Dituding Pendaki Ilegal (11)
Sampai di Pos Bremi, kami diminta masuk ke ruangan. Di ruangan itu tampak Susiono sedang duduk dan beberapa orang tim SAR. Kami kemudian diminta menceritakan kronologis kedatangan. Kami menceritakan semuanya dengan detail, tetapi kami berbohong tentang izin masuk.
Reaksi mereka di luar dugaan saya. Terlebih Susiono. Kami diperlakukan seperti penjahat yang masuk tanpa izin.
Susiono kemudian mengatakan bahwa sebenarnya mereka tidak bertanggung jawab atas keselamatan kami, karena kami pendaki illegal. Padahal Susiono tahu kalau kami sudah membayar karcis masuk dan kami sempat bertemu di pagi sebelum mendaki.
Saya dan rekan saya memutuskan hanya diam diperlakukan demikian. Yang saya pikirkan waktu itu hanyalah bagaimana ini cepat selesai dan kami bisa segera pulang.

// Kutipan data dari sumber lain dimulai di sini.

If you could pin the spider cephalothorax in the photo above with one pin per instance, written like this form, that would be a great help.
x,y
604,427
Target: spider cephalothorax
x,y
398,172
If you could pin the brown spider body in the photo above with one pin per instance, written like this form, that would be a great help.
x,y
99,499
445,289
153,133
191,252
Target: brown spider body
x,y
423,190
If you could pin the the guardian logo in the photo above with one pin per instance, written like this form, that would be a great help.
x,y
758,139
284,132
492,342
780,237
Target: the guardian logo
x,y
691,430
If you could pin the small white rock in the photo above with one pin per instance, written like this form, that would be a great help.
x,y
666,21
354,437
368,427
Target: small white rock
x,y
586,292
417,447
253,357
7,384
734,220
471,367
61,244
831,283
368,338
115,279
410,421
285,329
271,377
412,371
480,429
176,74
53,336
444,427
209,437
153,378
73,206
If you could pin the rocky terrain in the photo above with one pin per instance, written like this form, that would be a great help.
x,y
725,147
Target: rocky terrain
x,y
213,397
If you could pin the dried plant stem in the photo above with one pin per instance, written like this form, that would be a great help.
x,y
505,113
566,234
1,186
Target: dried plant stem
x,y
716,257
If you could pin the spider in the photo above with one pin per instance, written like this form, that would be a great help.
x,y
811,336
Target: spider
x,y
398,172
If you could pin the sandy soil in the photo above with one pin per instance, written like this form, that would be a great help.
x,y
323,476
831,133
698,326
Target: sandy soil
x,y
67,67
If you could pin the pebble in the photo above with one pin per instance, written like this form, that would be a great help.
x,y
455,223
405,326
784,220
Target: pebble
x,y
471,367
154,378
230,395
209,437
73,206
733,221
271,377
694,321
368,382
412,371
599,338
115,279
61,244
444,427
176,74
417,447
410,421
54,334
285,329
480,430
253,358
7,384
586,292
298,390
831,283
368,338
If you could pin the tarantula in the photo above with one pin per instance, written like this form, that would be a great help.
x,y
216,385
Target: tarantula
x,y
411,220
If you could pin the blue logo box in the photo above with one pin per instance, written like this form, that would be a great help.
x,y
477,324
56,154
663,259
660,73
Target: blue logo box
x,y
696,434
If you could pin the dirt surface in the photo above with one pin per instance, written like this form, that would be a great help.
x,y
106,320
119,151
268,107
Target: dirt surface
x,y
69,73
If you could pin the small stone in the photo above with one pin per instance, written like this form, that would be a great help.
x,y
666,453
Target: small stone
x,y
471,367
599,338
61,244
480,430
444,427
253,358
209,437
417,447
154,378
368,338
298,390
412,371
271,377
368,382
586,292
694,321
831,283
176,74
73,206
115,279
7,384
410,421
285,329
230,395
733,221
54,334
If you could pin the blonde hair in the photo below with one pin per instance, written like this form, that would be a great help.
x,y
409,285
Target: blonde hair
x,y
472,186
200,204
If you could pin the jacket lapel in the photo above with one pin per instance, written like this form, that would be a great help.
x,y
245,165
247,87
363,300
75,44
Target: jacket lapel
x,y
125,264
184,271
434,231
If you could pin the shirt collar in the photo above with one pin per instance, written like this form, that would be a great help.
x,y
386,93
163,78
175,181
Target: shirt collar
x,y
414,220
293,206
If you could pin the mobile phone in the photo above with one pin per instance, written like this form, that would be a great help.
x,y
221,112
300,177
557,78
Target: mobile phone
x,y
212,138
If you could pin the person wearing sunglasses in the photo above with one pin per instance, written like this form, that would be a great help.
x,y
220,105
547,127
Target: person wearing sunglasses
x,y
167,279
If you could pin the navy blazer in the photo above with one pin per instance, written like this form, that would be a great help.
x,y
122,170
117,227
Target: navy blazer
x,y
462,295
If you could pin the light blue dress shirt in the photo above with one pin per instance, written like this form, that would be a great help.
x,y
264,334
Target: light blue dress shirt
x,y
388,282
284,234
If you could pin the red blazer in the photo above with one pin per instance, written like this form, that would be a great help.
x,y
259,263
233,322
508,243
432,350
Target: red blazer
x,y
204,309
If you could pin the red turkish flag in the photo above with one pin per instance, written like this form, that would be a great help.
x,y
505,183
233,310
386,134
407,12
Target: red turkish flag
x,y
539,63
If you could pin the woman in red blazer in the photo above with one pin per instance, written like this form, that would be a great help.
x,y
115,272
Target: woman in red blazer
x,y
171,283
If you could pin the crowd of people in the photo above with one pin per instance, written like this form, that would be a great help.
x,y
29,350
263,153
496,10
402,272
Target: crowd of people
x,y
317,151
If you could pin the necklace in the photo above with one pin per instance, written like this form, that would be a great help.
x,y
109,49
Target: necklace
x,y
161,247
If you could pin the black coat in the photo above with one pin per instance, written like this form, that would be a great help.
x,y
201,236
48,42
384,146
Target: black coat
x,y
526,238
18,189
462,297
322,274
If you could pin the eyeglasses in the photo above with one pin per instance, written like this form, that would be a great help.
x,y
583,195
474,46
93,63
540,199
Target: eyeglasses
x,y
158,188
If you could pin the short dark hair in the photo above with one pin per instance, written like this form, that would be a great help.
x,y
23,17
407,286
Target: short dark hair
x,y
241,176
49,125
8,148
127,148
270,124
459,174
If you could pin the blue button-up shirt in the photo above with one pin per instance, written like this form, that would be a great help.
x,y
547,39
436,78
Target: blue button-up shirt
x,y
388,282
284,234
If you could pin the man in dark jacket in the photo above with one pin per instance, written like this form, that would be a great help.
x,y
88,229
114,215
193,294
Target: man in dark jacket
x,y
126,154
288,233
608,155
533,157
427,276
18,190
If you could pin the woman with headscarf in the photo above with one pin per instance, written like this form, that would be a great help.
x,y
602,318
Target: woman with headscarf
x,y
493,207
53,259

Beruntung, rekan kantor Bisnis Indonesia di Biro Malang datang menjemput kami, saat mereka tahu kalau kami wartawan, Susiono berhenti ‘mengoceh’ dan kami diizinkan pulang. Beruntungnya juga, kami masih menyimpan kuitansi pembayaran dan foto di basecamp sebelum berangkat.
Keesokan hari, berita soal hilangnya kami ramai di beberapa media massa. Berita-berita yang penuh kesimpangsiuran. Beberapa media bahkan salah menuliskan nama saya. Kabar kalau kami adalah pendaki ilegal pun masuk koran.
Padahal, fakta yang terjadi adalah sebaliknya. Membacanya kami hanya bisa tertawa. Kami jadi paham rasanya terbius oleh manipulasi petugas yang kemudian diwartakan para pekerja media.
Meskipun akhir perjalanan ini terasa menjengkelkan, tetapi bagi saya pelajaran ada di setiap incinya. Seperti kata si pendaki pertama Gunung Himalaya, Sir Edmund Hillary, “It’s not the mountain we conquer but our selves.”